Based on the pressure distributions calculated by ANSYS Fluent and MolFlow+, the stripping efficiency of the stripping chamber for H and D atoms at incident energies ranging from 20 to 200 keV was studied using GEANT4. The energy losses of H and D after passing through the stripping chamber are small and can be neglected for all the investigated incident energies and input pressures. The scattering loss of H and D atoms on H₂ gas was studied using the transmission rate (R) of the incident atoms. A slight increasing trend was observed for R as the incident energy increased, but showed an opposite trend as the input pressure (P₀) increased.
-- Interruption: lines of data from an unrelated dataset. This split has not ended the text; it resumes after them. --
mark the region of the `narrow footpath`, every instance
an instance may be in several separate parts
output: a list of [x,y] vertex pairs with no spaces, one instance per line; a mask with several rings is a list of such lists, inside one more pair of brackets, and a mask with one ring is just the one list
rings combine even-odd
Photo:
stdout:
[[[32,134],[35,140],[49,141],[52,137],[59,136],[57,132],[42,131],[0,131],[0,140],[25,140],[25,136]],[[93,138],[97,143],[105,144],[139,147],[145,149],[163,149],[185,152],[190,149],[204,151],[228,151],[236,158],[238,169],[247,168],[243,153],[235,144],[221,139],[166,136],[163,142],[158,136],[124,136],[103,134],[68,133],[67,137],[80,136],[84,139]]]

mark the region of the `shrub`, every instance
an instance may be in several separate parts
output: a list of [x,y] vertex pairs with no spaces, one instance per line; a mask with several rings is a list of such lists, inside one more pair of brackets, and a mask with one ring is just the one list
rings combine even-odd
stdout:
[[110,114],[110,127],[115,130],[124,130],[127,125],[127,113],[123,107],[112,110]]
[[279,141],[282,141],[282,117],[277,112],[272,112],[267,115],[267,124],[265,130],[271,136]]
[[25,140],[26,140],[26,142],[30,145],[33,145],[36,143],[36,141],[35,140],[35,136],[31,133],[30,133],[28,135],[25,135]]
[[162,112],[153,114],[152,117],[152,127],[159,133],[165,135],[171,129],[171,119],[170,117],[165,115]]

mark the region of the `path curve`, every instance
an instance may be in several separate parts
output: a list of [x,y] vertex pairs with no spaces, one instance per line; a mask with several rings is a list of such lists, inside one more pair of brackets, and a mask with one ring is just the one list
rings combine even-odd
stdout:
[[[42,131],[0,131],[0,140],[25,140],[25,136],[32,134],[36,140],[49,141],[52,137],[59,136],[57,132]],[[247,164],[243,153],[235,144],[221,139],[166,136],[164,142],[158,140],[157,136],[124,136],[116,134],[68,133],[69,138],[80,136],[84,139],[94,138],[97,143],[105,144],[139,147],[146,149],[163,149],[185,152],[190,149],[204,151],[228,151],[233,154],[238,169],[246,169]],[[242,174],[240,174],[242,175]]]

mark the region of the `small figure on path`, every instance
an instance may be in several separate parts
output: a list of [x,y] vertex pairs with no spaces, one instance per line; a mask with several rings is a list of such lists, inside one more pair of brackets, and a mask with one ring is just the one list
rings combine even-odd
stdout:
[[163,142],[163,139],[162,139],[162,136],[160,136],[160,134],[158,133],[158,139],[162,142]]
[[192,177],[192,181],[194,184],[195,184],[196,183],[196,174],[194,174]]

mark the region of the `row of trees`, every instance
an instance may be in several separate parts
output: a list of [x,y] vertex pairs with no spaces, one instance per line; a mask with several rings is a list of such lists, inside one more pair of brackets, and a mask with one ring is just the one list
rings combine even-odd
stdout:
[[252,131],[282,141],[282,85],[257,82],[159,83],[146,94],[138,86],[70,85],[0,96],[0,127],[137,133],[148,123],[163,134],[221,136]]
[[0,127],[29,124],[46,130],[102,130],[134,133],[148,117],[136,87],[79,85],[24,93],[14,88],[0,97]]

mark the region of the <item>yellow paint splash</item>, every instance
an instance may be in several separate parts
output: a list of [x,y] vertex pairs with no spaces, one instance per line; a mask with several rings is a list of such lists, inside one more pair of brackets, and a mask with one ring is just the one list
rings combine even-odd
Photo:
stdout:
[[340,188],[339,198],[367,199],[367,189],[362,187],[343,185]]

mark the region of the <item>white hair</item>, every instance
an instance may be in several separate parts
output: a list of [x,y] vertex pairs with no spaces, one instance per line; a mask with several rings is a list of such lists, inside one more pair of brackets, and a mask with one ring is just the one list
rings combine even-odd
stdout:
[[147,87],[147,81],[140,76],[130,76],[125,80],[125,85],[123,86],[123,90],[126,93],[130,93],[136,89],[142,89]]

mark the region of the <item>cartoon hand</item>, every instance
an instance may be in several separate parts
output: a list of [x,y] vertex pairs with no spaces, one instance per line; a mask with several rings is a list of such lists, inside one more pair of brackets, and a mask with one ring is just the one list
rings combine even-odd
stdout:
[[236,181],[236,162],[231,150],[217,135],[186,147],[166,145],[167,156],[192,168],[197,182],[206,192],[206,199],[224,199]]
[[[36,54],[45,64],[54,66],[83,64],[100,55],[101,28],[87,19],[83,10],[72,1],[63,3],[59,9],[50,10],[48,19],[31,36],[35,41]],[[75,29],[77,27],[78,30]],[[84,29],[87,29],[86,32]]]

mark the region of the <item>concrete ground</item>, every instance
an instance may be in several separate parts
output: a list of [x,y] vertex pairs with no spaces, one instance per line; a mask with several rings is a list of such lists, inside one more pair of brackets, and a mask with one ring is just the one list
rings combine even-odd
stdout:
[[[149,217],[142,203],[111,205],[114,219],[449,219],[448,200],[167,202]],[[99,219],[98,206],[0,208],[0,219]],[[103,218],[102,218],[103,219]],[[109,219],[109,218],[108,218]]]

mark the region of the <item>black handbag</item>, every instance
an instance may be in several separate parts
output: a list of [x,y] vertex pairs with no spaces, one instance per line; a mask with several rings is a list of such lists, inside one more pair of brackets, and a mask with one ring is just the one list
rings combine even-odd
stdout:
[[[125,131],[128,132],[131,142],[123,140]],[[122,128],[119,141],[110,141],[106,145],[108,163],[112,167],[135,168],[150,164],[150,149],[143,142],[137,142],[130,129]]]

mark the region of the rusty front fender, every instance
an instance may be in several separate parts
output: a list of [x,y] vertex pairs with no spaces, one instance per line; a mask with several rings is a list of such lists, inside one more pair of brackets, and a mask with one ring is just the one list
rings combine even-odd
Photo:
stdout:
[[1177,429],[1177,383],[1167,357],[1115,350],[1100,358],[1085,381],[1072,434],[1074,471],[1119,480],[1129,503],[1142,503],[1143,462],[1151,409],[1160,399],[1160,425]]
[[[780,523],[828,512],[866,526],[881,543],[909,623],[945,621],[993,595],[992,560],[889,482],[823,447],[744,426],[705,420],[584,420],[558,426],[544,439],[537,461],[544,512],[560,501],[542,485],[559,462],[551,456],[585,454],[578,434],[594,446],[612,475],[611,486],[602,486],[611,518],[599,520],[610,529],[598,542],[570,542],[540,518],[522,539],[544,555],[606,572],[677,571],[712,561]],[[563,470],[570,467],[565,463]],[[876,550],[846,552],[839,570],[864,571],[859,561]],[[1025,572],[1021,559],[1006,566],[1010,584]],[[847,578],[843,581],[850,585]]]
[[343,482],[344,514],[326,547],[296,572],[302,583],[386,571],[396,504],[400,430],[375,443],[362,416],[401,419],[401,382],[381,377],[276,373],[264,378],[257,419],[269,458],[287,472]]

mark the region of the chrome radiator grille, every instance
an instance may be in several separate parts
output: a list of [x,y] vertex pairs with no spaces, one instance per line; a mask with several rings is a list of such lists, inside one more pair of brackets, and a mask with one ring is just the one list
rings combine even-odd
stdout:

The scattering loss is small (less than 3%) for all the investigated incident energies and input pressures.

A charge state variable was introduced to track the charge state of the particles in the GEANT4 simulation. Adopting the ORNL-recommended charge exchange cross sections with modified hadron reaction physics, the charge state of each particle is traced in the simulation. The behaviors of the charge fractions along the beam direction (z-axis) in the H₂ gas were investigated for E = 20, 100, and 200 keV H and D atoms. The stripping efficiency was obtained as the fraction of charge state +1 at the exit hole of the vacuum chamber (z = 120 mm). After reaching the maximum value, f₊₁ decreases for P₀ = 20 Pa, and remains flat for P₀ = 100 Pa, but continues to increase slowly for P₀ = 400 Pa as the incident energy per nucleon increases. f₊₁ quickly reaches a maximum value and maintains the maximum as P₀ increases at lower E. For larger E, the fractions increase faster at lower P₀ and reach a maximum at an input pressure of approximately P₀ = 240 Pa.

According to the combined global efficiency, R × f₊₁, P₀ = 240 Pa was found to be the optimum pressure for the maximum global efficiency in the incident energy range investigated. The simulation results would provide a useful guide for practical applications.